Learn from the Past
Mortgage backed securities (MBS) lost 33 basis points (BPS) from last Friday’s close which caused fixed mortgage rates to move higher compared to the prior week.
Rising inflation (CPI up 2.5%, Import Prices up 0.7%), solid Retail Sales and very high Small Business Optimism and Consumer Sentiment, combined with some very strong technical resistance levels, pushed long bond prices lower which pushed up mortgage rates.
Retail Sales: January was basically in line with expectations with the Headline number hitting 0.3% vs. estimates of 0..3%. When you strip out Autos, it was also 0.3% vs. estimates of 0.3%.
Genco Olive Oil: The Import/Export business is good with prices rising. Export Prices MOM climbed by 0.7% vs. estimates of a decrease of -0.1%. Import Prices MOM increased by 0.3% but that was a lower than market forecasts of 2.5%.
Production: Industrial Production for January contracted by -0.3% vs. estimates of -0.2%. Capacity Utilization matched expectations with a reading of 76.8%.
Consumer Sentiment: The preliminary UofM Consumer Sentiment Index was quite strong at 100.9 vs. estimates of 99.5%.
Inflation Nation: The January Consumer Price Index was a little hotter than expected with the Headline CPI YOY at 2.5% vs. estimates of 2.4% and the Core (ex food and energy) YOY at 2.3% vs. estimates of 2.2%.
Small Business Optimism: The January NFIB Small Business Optimism Index was much higher than expected (104.3 vs. estimates of 103.2) and a nice surge over December’s level of 102.7.
The Talking Fed
Fed Chair Jerome Powell had two days of testimony with the Committee on Financial Services in the House and the Senate Banking Committee. The statement was basically the same as what he turned in last Friday so the bond market had no real reaction to the written statement and during his live Q&A, there were no bombshells at all.
What’s on the Agenda for this Week?
This is a holiday-shortened week that is strife with fear over a global economic slowdown and the China story will be the biggest factor in pricing this week. Experts expect an upside of +9 to +21 BPS to start off the week. Further gains to as much as +40 are possible if there is a “do nothing” China Central Bank outcome on Thursday. However, if they do announce a significant amount of stimulus, then MBS weekly gains are probably capped out in the +12 to +21 range.
The three areas that will have the greatest ability to impact backend pricing this week are: (1) Coronavirus, (2) Central Bank Palooza, and (3) Geopolitical
(1) Coronavirus – COVID-19. This continues to be the number one concern among long bond traders and global economists due to the longer term effects of a massive supply chain disruption and very steep decrease in consumer spending in China as over 700 million citizens are now in areas that are locked down for travel, work, etc. Meanwhile, the number of “official” cases keeps rising as well as the death toll while the real number is certainly many times higher and cause for concern.

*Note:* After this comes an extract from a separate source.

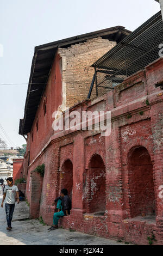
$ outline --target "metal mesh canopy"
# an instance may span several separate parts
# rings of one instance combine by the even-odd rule
[[[112,90],[127,77],[158,58],[163,42],[163,22],[159,11],[97,60],[94,80],[96,96]],[[88,97],[90,97],[92,87]]]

(2) Central Bank Palooza: China’s Central Bank will have their big policy meeting on Thursday. They have been active almost daily with lowering smaller term interest rates, putting the brakes on selling in the stock market and instructing banks to not call in delinquent loans. The focus Thursday will be on their key interest rate which has not been part of the recent adjustments and any further financial stimulus. Back at home, we get the Minutes from our last FOMC meeting and a slew of speeches this week.
(3) Geopolitical: While China has been soaking up the headlines, military activities as well as injuries and casualties have been increasing from Iran and their controlled groups upon American facilities.
Manufacturing: The regional NY Empire Manufacturing Index was much stronger than expected in February (12.9 vs. estimates of 5.0).
Taking it to the House: The February NAHB Housing Market Index continues to be in very positive territory with a 74 reading.
On Deck for Tomorrow: FOMC Minutes, Weekly Mortgage Applications, New Housing Starts and Building Permits, PPI.
Across the Pond
Great Britain: Unemployment Rate 3.8% vs. estimates of 3.8%.